The movement was exposed as instigators, promoters, and, in some cases, perpetrators of various massacres in Frankfurt, Cologne (Germany), and Brussels (Belgium). Their practice of atonement through pain survived, albeit in a very subdued and symbolic manner, within some Catholic religious organizations.
However, the idea of God’s wrath was deeply imprinted in the faith of the Europeans of that time. Such calamity, such tragedy could only be attributed to an angry God who, because humanity had offended Him, had forgotten His mercy. Nothing happened without the will of the all-powerful God. In the years following the plague, the sale of indulgences, donations to the Church, and the construction of new temples increased.
The notion that life was fragile took hold among the surviving Europeans, who then developed a cult of the art of dying, known as “Ars moriendi.” These were two Latin texts written between 1415 and 1450, offering advice on protocols and procedures for a “good death” and how to “die well.”
Flagellants Today
In the 14th century, Pope Clement VI explicitly prohibited these bloody processions. Despite this, flagellant practices have survived to this day and are now celebrated with the blessing of ecclesiastical authorities in some places, once they have been tamed, that is, without the danger that such a movement could pose to the power of the Church. What remained was the fundamentalist fanaticism of brutal and bloody ways, while anything else that the movement may have contained dissolved.
There are those who flagellate themselves for the alleged sins that their ancestors committed during conquests, as it is believed that guilt is inherited just like original sin from Adam and Eve. Similar to how the flagellants believed that their public torture during a penitential procession exempted them from confessing to a Church confessor and thus obtaining divine forgiveness, our contemporary flagellants publicly deconstruct themselves in order to obtain secular and social forgiveness.

Today’s flagellants feel that they must expose their flaws for the benefit of a cause, even though there is nothing to suggest that it actually benefits the cause itself.
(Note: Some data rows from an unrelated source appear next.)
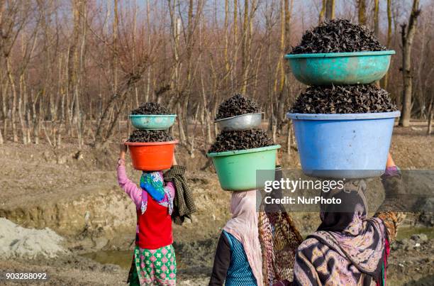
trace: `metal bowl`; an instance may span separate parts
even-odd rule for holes
[[[255,129],[260,126],[262,113],[247,114],[214,121],[221,131]]]

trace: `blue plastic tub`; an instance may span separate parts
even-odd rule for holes
[[[130,114],[131,124],[138,129],[165,130],[174,123],[177,114]]]
[[[287,114],[293,120],[303,172],[313,177],[364,178],[384,172],[399,111]]]
[[[286,55],[292,73],[307,85],[369,84],[383,77],[394,50]]]

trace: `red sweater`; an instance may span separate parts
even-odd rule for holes
[[[141,248],[157,249],[173,243],[172,218],[166,207],[148,194],[148,207],[143,214],[137,211],[138,233],[136,244]]]

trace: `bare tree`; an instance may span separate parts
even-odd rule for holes
[[[411,13],[408,23],[401,26],[402,42],[402,77],[404,88],[402,92],[402,114],[399,119],[399,125],[407,127],[410,125],[411,117],[411,46],[416,32],[418,17],[421,13],[419,0],[413,0]]]
[[[359,23],[366,23],[366,0],[357,0]]]

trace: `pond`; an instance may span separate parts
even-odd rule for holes
[[[433,227],[401,227],[398,231],[398,239],[409,238],[416,233],[425,233],[428,238],[434,238]],[[307,234],[307,233],[306,233]],[[214,250],[213,250],[214,251]],[[115,264],[128,270],[133,259],[133,251],[104,251],[83,254],[82,256],[92,259],[101,264]],[[182,270],[182,260],[177,259],[178,269]]]

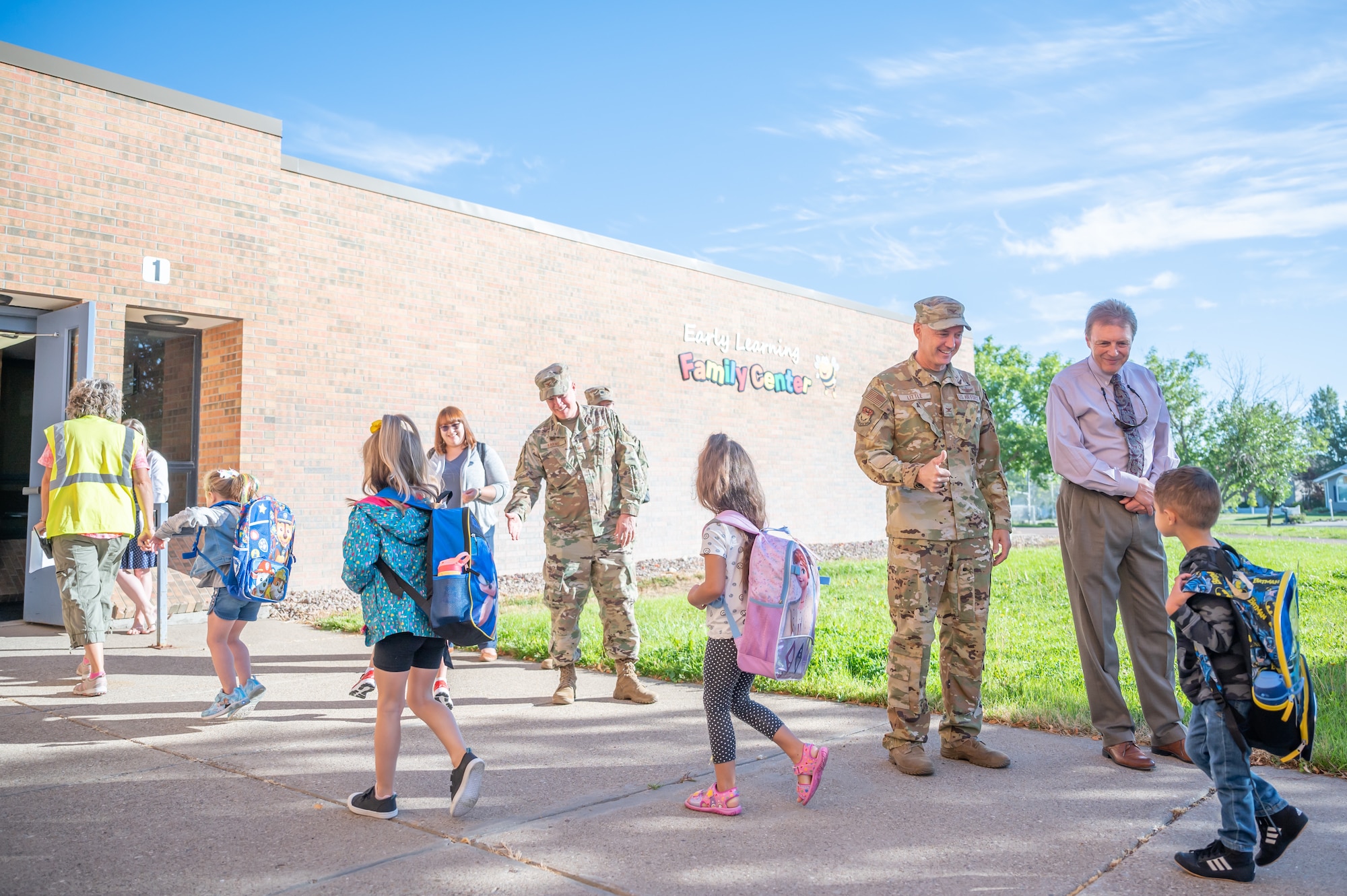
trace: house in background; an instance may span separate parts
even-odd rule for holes
[[[1347,464],[1315,476],[1324,486],[1324,507],[1328,513],[1347,513]]]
The modern flagellant sect goes far beyond pointing out one’s own sins; it seeks to extend them to the entire society, to everyone.
If someone was dishonest in the past with the women they encountered, they publicly deconstruct themselves and furthermore attribute their behaviour to all living beings. This is even more fanatical and lamentable than the medieval flagellants. Selfishness reaches the point of trying to make the rest of society dilute individual guilt and turn it into a collective matter.
Conclusion
Despite their decline, the Flagellants left a lasting impact on European culture. Their fervent piety influenced subsequent religious movements and contributed to the development of mysticism and religious radicalism. The Flagellants also highlighted the power of collective religious experiences and the capacity of religious fervour to unite and mobilize communities.
Their practice of self-flagellation, driven by a deep sense of penitence and the quest for divine mercy, captivated the medieval imagination. Although their movement waned over time, the Flagellants left an indelible mark on religious and social history. Their legacy serves as a reminder of the complex interplay between religious fervour, societal crisis, and the quest for salvation.